Cauchy Riemann equations, analyticity
1. Suppose $\displaystyle f(z)=\rho e^{i\phi}=u+iv$. Find the CR equations for f in terms of $\displaystyle \rho,\phi,r,\theta$.
I only know the CR equations in polar form $\displaystyle ru_r=v_\theta,\quad u_\theta=rv_r$. I can't imagine them in terms of 4 variables! Could someone give me a hint? Should I substitue $\displaystyle \rho,\phi$ into u, v?
2. Let $\displaystyle u(x,y)=\ln(x^2+y^2)$ be defined on $\displaystyle \Bbb C/\{0\}$. Find a harmonic conjugate $\displaystyle v(x,y)$ on some domain $\displaystyle \Omega \subset \Bbb C/\{0\}$ where $\displaystyle \Omega$ is of your choice.

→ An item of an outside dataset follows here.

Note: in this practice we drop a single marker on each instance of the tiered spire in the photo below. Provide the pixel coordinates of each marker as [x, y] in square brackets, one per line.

Also explain how you justify the analyticity of $\displaystyle u+iv$ on $\displaystyle \Omega$.
I used the CR equations and I get $\displaystyle v(x,y)=2\arctan \dfrac{y}{x}2\arctan \dfrac{x}{y}+C$. How should I choose $\displaystyle \Omega$? And how can I justify the analyticity?